Does the property have a chance to be true of interpol_80()
? If it isn't, what is a counter-example? Does it help if we know that u2 != u3
or that there is a minimum distance between them? Is there a method to determine a significand width for intermediate computations at which the property would be guaranteed to be true?

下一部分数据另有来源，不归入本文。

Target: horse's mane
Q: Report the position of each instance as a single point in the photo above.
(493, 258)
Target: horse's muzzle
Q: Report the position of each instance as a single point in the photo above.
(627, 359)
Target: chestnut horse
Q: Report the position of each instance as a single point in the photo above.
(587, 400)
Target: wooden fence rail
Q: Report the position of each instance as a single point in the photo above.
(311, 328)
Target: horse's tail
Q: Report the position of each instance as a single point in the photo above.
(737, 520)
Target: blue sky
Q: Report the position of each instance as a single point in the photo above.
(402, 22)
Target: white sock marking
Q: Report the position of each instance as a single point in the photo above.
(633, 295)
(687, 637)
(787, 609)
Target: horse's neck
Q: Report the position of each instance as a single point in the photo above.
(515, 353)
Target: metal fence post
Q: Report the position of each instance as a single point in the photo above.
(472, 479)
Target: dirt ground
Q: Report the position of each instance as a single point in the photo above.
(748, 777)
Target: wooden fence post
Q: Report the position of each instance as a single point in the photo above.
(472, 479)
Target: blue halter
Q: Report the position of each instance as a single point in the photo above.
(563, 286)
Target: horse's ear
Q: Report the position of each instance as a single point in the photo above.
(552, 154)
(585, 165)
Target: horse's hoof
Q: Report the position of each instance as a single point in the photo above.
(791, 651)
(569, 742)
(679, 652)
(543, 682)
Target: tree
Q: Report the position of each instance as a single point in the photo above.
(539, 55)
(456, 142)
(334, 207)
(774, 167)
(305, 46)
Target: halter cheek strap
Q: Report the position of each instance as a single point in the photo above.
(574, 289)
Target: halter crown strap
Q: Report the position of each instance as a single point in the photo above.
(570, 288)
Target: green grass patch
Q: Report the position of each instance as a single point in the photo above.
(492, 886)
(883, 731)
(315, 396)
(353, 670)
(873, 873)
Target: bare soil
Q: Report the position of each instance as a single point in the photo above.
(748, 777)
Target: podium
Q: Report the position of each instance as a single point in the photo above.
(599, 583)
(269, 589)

EDIT: on all the random values I tried, the property held when intermediate computations were done in extended precision internally. If interpol_80()
took long double
arguments, it would be relatively easy to build a counter-example, but the question here is specifically about a function that takes double
arguments. This makes it much harder to build a counter-example, if there is one.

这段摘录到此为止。